The biggest thing I have to deal with honestly, is to understand how to live with the cancer.  It affects your body differently then other diseases, and then when you look at the total picture, with work, stress, regular life activities, other physical problems already existing with a body and then you throw in WMDs.  Well, it is going to takes it own toll.  I do not refer to the chemo as Weapons of Mass Destruction lightly.  These are strong chemicals meant to effect cells.  That is the whole point.  And yes, I am disappointed to hit this wall, but it is part of the journey.  And it comes at a good time.  It comes at a time when I have to throw out a lot of the beliefs I have held about myself and learn to live with a new disease, a new person.  I assure you, if all that was needed was to give me platelets, the doctor would have.  But putting platelets in your body is not the same thing as your body making them.  And that is what is needed here.  I am not bleeding to death, so giving me platelets would be for not.  But I understand completely that we can not also push a lot of chemicals in on my body that will deplete an already low number.  That could cause internal bleeding.  
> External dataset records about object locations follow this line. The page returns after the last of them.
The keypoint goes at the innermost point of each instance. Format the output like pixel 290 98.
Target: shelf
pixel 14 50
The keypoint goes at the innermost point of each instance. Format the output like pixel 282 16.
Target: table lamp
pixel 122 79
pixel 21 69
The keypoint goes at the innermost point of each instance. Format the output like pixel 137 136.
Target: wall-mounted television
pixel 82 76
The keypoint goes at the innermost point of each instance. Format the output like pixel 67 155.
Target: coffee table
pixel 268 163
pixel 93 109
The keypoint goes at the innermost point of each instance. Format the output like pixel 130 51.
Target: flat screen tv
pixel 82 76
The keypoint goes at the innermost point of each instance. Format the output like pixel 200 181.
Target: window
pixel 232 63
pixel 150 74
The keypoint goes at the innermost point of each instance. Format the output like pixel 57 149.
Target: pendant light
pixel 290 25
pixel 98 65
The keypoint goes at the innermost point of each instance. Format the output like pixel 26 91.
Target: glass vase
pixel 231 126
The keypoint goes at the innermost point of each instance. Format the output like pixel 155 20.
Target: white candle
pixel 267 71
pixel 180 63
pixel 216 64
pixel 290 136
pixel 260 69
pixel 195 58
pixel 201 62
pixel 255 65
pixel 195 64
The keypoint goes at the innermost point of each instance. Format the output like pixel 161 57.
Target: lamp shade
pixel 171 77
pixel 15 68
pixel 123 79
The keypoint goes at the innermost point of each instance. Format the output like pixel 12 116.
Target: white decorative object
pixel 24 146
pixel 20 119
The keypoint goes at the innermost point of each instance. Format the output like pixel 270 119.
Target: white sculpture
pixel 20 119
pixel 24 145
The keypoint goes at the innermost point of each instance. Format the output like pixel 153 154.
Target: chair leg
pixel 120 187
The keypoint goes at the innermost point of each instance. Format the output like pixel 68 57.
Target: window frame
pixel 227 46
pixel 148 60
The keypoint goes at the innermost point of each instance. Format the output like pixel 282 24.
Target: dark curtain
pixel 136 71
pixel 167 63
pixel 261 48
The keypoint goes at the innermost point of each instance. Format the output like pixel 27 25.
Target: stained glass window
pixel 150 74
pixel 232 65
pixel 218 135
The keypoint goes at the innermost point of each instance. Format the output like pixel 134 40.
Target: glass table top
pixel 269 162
And as much as I hate to say this, it just might not work.  I mean I have always had the assumption that the chemo would "fix" things.  I know it will not make the cancer go away completely.  But I had hoped that it might delay the damage the cancer is doing to my body so that I could live for another 3 or 5 or 10 years.  That is not a guarantee.  And trust me, if I could eat my way to health, I would.  But that is not enough.  


I admit to eating whatever I want these days.  The same as I thought it out and made the decision to seek local treatment for this disease rather then racing around the world holding out for a complete cure.  I have also looked at my diet, which is mostly fruit and veggies, to stick with my diet.  I have enjoyed eating fried food more then I ever have.  But it is not something I eat everyday, or even every week.  I try and look everyday at what I eat and what I want and what I can eat, and enjoy it.  I decided I would rather enjoy whatever time I have left, then trying to force myself into any kind of strict diet.  I have friends who have faced these type of decisions before and the results are all over the board.  Some of the diets seemed like they may have helped.  Others spent the last of their life  giving up things they enjoyed in an attempt to prolong their lives as long as possible.





And all of this while I was living an amazing life, doing things I wanted to do, going places, meeting people.  Working hard to be good at my work, trying to learn as many things as I could about gardening, theater or whatever the interest du jour.  And I have very few regrets.  And now as I live with this disease, I am not going to beg another hour of life.  I will live for whatever time I have, experience whatever I can during that time, and try and make sure that the people around me know how much I love them, and how very very grateful I am to have them in my life.  


It is just human nature to ask the questions.  To make the suggestions on finding the lost item, or to deal with an illness.  Did you drink tea?  Where did you have it last?  Questions, that really do not help at all.  No, that is wrong.  They do help.  They help show concern, and help the person feel in a situation where there is nothing that they can really do, to feel like they are helping.  So I appreciate your comments because of the concern.  But the disease is not going to go away because I eat spinach or not.  I will not find the lost item because of someones question, but I will know that they are just trying to help.  


But it is now midday, and it is warming a little.  Ms Judy is on her way to do some yarning.  Ms Moon is home with Mr. Moon after a lovely date last night, Geeta is out working in her yard, and I hope to see her for a little visit tomorrow, and well, life is good.